Self-taught acoustic guitarist, he announced his arrival on the Zimbabwe music scene in 2004 with the launch of his debut album Such Is Life – Ndanyengetedzwa (Persuaded). Since then Victor's star has risen and he has firmly established himself as one of the leading Zimbabwean artists.

==Musical career==
In 1999, his dream of enrolling with the college of music in Bulawayo was shattered when he was told he ought to have an instrument or two to be accepted by the college. Since he did not have one it only followed that he failed to enrol. He then moved to Harare to join a designing interest having completed a commercial designing course majoring in graphics.
In the early half of 2001 Victor started attending music workshops at the college of music in Harare where he first handled a guitar to learn how to play the strings for the first time.

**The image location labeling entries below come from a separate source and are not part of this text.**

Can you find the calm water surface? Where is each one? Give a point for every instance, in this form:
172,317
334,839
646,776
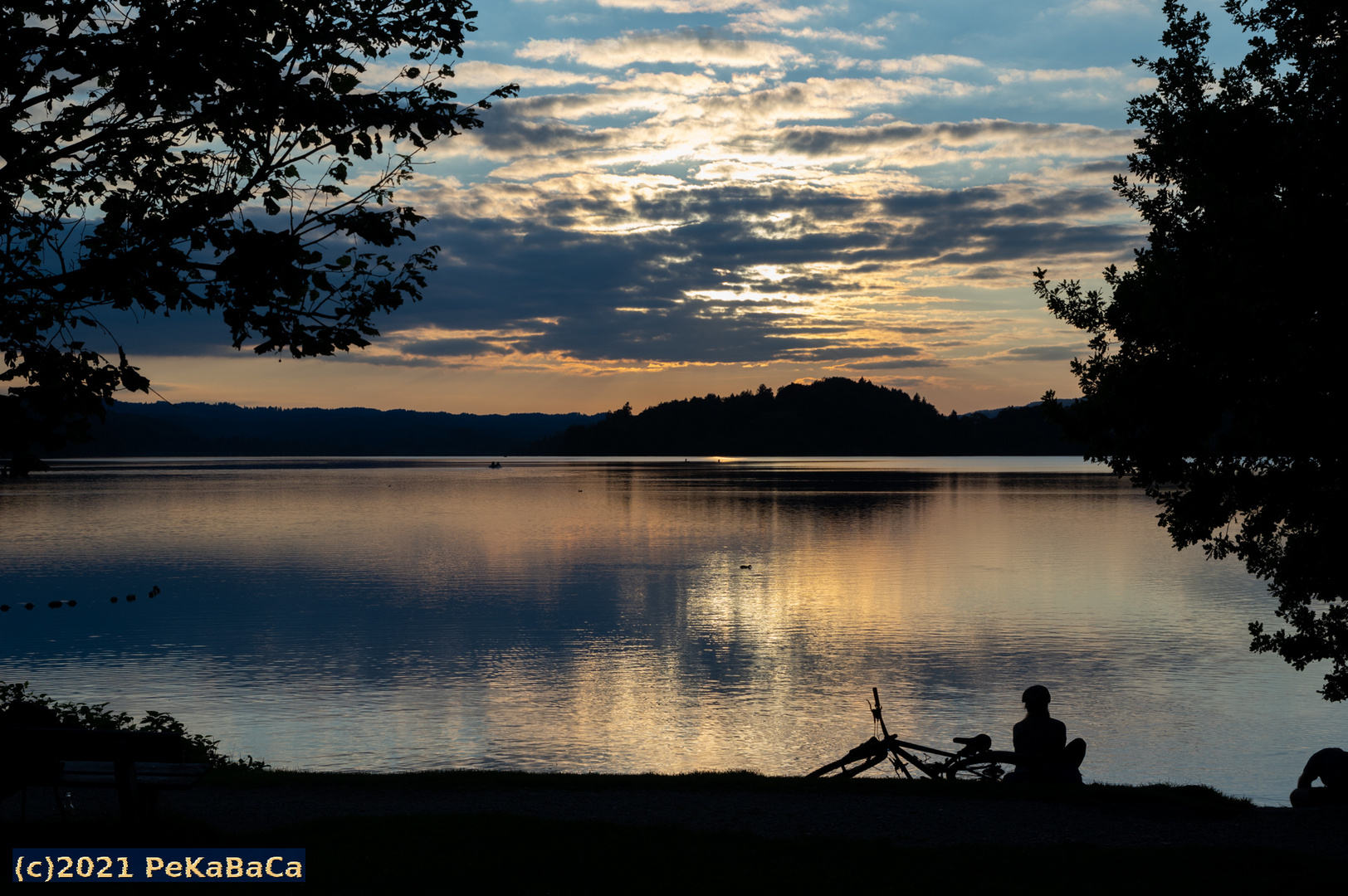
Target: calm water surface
596,616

Victor derives inspiration from the masters of Zimbabwean music namely Oliver Mtukudzi, Thomas Mapfumo, Louis Mhlanga, Chiwoniso Maraire and from general traditional rhythms. Through working with non-governmental organisations, Victor has been vocal in fighting social ills such as gender-based violence and drug abuse.

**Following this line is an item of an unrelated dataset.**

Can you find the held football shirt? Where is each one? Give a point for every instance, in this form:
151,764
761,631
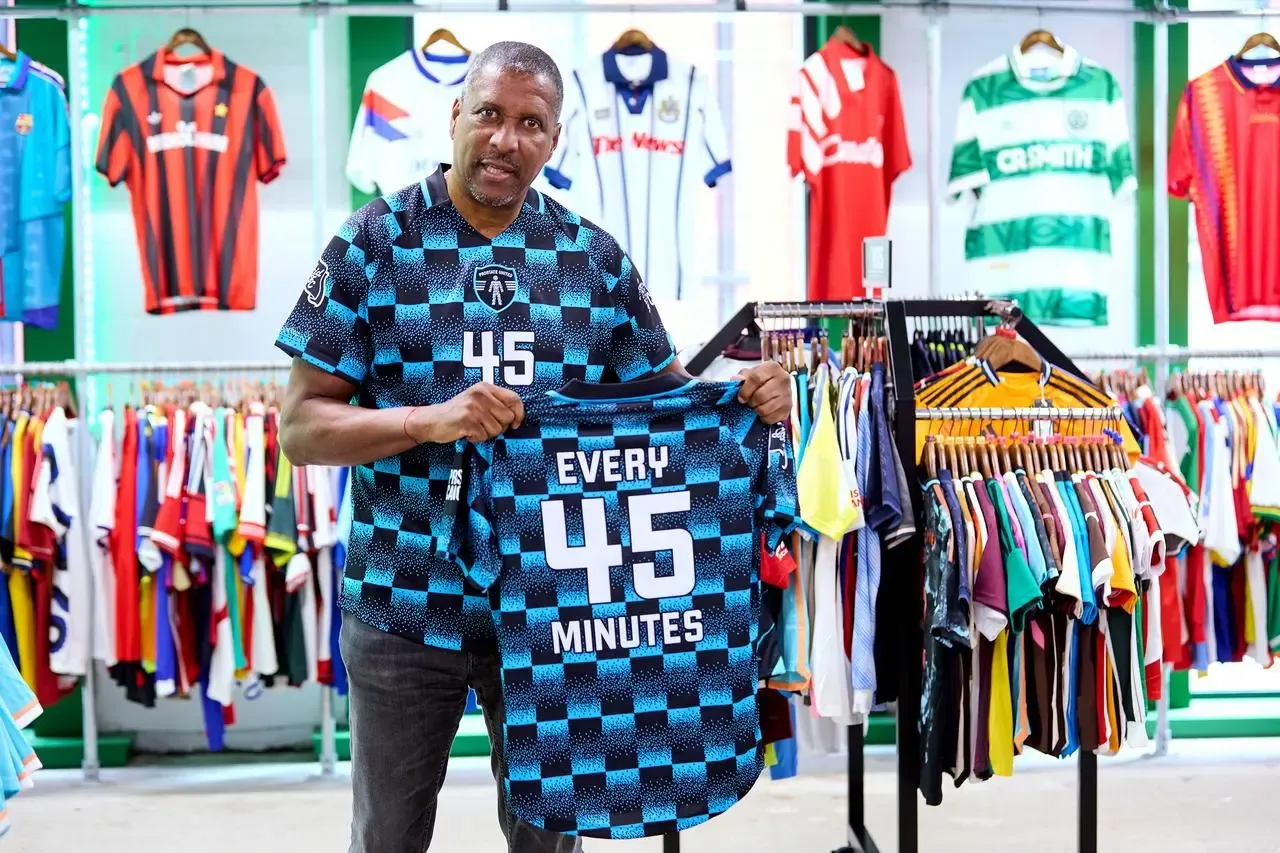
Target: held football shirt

===Debut album: Such is Life: Ndanyengetedzwa===
His first album released in 2004, became a hit based on the songs "Maidarirei", "Ndanyengetedzwa namai" and "Tigere".

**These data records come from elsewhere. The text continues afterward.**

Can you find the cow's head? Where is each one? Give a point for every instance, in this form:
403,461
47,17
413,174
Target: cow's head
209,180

The album sold very well and music video for "Maidarirei" also did very well on Zimbabwean TV music video charts.
"Such is Life: Ndanyengetedzwa" song list:
- 1. Mayidarirei
- 2. Umazenza
- 3. Usacheme
- 4. Ndanyengetedzwa
- 5. Tigere
- 6. Peace
- 7. Usacheme Mix
- 8. Mayidarirei Mix

===Uyo===
On Victor's second album, "Uyo", released in 2006, big names in Afro-Jazz appeared, this includes celebrated drummer, Sam Mataure, female jazz vocalist Prudence Katomeni, bassist Kelly Rusike, keyboardist Manasa Mujawo, Guitarist Zivanai Masango, percussionist Adam Chisvo, Richie Lopez on saxophone. His second offering made an equally big success on Zimbabwean music charts and is still very much popular to date.
"Uyo" Song list:
- 1. Mandirasa
- 2. Kana
- 3. Kure (The Prodigal Son)
- 4. Mamurega
- 5. Munyamai
- 6. Next
- 7. Nzara
- 8. Zivanayi
- 9. Uyo

in 2010, Victor released his 3rd Album Handinete.

==Peace==
Victor formed the group “Peace” in 2004 and since then, they have been a part of every major festival in Zimbabwe and a regular feature at premium Zimbabwe functions and Jazz clubs. Victor and Peace have also performed alongside musical greats like Oliver Mtukudzi, Steve Dyer, Malaika, Habib Coyete, Jabu Khanyile, Yvonne Chaka Chaka, Judith Sephuma, Louis Mhlanga, and Hugh Masekela.
The group is known to give spirited performances at annual arts festivals like the Harare International Festival of the Arts (HIFA), the Zimbabwe Jazz Festival among others.